Investigation methods

After excavating the joint with the defect, the pipe was walnut-blasted to remove the coating and to clean the surface so the defect area could be assessed using the following steps:

  • Magnetic particle inspection of the entire area to identify the damage.
  • Ultrasonic testing with handheld probes measuring the wall thickness and assessing the corrosion.
  • Identifying SCC, the size of colonies, the presence of interlinked cracks.
  • Estimating crack depth by grinding or, in some cases, using angled UT probes.

Length measurements in the field rely on magnetic particle inspection, which is sensitive to shallower cracks than the UltraScan CD (its crack depth threshold being at about 0.5 mm). There can be differences, therefore, in determining the start and end of a colony, leading to discrepancies in measured lengths between ILI predictions and field results.

Also, in many cases, the patterns of crack fields were complex or the indications were intermittent (like the toe cracks in joint No. 827 in section MLV92-93). In both cases, the indications were not necessarily grouped together in the same way in the field as they were by the tool, causing discrepancies in measured lengths.

Measuring crack depths nondestructively in the field is very difficult, especially for crack fields, and the most reliable results are still achieved by grinding. Using ultrasonic techniques based on amplitude measurement can give only approximate values for crack depths, with an inaccuracy of up to 30% of the measured value.

Results comparison

As of February 2000, 40 features had been investigated in excavations. Table 1 lists the features chosen for verification, with their location and defect type, lengths and depths, both predicted by the ILI and measured in the field.

All predicted features were found in the joints, at reported locations within the specified location accuracy (i.e., axial, ±100 mm with respect to the closest girth weld, and circumferential, ±50 mm).

The sizes (length and width) of SCC colonies were also verified to be within specifications (length: ±10% of defect length, for defects longer than 100 mm and width: ±50 mm).
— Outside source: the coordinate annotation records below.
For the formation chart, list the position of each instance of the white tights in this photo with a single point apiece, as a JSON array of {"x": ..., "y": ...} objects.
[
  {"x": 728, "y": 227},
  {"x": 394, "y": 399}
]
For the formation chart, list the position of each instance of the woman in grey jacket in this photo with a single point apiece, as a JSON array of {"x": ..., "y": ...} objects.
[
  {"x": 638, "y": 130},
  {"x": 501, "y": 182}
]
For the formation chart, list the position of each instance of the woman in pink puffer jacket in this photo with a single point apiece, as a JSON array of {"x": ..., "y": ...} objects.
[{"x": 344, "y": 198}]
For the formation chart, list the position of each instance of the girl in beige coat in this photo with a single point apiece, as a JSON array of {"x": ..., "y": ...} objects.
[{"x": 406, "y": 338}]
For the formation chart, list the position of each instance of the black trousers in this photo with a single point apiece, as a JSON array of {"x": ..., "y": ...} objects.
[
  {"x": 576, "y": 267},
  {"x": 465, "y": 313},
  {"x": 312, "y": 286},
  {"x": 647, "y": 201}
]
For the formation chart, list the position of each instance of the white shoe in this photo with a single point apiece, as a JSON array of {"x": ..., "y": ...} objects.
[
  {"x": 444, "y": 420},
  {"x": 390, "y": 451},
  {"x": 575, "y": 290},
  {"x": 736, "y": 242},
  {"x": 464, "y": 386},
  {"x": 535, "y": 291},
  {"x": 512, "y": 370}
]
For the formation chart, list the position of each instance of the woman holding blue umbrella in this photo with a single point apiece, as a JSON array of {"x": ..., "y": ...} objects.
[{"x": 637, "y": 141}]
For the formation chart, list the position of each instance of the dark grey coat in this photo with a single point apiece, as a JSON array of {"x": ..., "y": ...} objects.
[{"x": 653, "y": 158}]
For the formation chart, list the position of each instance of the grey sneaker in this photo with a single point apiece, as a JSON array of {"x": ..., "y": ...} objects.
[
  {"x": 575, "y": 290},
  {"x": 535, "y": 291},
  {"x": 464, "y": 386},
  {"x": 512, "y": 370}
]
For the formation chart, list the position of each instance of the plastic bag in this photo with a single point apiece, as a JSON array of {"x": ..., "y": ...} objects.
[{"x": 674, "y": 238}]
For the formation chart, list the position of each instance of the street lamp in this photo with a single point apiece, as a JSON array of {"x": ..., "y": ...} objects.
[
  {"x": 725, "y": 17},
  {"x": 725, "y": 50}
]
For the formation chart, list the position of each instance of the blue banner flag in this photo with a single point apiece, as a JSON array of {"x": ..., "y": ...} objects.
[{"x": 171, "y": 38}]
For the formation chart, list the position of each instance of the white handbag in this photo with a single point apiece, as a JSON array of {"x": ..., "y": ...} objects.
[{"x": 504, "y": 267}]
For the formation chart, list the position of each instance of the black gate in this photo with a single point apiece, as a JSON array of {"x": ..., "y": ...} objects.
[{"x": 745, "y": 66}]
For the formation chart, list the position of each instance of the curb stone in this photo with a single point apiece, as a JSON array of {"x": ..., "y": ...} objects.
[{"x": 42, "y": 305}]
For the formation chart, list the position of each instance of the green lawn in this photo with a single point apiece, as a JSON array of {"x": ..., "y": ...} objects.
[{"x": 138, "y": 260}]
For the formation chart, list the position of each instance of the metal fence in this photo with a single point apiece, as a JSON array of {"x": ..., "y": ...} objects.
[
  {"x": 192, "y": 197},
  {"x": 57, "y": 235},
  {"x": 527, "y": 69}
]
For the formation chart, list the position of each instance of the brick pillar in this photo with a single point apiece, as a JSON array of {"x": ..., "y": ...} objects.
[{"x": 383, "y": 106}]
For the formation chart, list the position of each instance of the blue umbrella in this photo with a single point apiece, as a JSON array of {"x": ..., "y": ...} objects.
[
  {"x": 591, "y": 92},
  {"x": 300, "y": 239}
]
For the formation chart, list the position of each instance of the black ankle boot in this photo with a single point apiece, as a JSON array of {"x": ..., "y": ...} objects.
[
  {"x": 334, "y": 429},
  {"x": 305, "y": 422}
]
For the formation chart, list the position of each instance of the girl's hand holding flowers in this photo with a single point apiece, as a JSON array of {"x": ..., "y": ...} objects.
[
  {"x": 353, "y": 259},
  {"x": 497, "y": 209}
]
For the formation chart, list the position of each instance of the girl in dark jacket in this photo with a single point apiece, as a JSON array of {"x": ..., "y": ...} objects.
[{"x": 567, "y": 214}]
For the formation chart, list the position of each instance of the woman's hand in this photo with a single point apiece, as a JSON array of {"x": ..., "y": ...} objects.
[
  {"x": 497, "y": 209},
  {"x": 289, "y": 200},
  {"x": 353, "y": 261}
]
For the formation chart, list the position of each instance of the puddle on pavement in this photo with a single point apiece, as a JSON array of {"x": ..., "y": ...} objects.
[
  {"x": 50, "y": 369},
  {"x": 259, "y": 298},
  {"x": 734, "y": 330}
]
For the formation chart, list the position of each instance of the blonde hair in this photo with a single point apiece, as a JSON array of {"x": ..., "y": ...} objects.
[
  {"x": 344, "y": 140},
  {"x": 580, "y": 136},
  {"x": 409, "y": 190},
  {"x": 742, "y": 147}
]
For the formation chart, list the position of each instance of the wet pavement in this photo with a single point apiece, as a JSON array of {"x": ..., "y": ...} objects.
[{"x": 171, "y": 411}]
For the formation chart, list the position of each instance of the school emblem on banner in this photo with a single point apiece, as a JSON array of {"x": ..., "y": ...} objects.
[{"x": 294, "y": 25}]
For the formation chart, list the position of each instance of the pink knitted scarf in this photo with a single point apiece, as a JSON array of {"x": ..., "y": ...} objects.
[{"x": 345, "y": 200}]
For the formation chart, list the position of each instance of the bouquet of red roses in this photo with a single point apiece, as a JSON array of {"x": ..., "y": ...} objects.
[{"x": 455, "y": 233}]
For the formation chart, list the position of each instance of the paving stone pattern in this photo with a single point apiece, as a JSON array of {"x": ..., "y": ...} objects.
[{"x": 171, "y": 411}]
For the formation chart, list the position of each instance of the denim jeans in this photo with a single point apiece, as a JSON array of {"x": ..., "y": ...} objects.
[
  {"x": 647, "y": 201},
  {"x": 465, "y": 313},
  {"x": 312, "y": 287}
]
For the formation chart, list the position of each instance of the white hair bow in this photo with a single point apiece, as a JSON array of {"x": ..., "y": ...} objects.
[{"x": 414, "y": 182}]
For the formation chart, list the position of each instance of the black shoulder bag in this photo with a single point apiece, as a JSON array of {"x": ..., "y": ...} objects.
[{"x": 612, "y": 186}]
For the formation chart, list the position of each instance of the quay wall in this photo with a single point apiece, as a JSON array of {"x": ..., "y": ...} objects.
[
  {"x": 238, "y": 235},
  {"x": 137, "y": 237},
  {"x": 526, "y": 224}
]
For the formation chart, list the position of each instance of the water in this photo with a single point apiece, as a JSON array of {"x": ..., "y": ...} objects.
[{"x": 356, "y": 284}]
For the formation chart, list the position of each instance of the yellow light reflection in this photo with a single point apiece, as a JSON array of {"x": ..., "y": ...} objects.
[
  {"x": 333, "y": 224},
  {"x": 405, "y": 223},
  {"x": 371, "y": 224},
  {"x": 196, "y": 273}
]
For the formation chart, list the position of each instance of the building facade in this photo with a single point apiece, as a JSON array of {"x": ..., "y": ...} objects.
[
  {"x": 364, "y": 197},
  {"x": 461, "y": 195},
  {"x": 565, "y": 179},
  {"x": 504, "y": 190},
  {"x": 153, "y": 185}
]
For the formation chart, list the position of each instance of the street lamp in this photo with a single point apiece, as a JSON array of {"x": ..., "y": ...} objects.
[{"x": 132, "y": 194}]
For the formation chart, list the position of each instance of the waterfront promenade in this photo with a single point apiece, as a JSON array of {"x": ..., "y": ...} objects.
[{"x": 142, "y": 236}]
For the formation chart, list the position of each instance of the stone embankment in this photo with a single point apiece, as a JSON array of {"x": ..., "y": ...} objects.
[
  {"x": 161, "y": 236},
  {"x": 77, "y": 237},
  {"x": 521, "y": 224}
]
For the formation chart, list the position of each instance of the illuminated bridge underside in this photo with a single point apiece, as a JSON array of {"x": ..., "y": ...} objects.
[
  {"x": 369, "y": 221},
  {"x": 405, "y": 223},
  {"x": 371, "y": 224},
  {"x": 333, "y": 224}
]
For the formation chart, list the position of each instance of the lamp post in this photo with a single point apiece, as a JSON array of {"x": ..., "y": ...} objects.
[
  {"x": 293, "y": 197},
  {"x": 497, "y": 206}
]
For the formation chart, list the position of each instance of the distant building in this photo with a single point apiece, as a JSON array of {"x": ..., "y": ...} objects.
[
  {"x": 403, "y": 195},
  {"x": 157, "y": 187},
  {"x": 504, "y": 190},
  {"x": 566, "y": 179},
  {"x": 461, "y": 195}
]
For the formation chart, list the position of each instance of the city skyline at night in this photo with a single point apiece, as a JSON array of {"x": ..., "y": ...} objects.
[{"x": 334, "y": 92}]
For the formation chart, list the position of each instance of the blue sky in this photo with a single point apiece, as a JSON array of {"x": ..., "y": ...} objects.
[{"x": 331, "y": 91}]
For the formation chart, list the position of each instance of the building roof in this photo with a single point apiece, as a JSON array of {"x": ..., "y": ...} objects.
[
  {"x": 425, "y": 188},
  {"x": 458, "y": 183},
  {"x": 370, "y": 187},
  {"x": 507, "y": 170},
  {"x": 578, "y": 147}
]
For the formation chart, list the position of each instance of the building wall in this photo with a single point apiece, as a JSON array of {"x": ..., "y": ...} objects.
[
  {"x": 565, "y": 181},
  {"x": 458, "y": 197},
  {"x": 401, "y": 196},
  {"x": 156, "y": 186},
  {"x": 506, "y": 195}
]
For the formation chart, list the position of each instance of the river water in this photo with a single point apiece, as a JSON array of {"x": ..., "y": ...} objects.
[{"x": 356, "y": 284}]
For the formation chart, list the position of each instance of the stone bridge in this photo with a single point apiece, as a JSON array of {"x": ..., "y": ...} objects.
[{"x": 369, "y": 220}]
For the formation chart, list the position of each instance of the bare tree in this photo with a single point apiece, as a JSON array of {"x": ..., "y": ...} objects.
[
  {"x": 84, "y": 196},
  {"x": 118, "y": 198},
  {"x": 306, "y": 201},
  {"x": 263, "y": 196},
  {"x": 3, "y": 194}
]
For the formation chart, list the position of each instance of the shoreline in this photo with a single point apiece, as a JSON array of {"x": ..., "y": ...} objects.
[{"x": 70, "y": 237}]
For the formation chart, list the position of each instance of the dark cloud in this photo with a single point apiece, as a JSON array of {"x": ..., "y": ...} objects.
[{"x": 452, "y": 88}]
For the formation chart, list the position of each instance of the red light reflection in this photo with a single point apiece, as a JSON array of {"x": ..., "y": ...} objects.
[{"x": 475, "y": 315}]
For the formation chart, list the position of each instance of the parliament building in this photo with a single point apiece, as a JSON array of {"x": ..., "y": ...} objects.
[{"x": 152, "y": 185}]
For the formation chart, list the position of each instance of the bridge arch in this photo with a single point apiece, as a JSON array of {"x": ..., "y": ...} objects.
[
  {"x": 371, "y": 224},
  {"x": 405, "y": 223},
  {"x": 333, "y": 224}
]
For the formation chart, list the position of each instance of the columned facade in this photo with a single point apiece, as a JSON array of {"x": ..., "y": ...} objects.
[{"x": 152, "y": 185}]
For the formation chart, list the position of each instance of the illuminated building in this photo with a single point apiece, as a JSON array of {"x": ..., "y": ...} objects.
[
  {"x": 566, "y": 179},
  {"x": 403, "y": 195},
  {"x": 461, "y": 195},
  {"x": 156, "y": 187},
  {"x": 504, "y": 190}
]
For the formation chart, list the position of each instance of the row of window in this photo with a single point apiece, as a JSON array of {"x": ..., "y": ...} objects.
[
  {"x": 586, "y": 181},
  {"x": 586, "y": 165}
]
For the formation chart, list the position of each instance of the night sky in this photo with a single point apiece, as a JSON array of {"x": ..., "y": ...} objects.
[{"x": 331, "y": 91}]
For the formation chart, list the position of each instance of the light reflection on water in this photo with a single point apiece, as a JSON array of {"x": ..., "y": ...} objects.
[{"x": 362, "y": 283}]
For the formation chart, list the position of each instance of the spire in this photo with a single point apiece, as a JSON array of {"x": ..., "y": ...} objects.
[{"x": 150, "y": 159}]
Some shallower or shorter SCC features were found in these inspected joints which corresponded with reflectors in the C-scans but which were not separately listed in the features listing of the CD tool inspection.

The probability of detecting all structurally significant SCC in the inspected pipeline sections was found to be 100%.

A toe crack (No. 27 in Table 1), up to 40% deep, is shown in an overlap C-scan (a) and measured in and prepared for magnetic particle inspection (b). The longitudinal weld has been ground out to expose the toe crack (Fig. 6).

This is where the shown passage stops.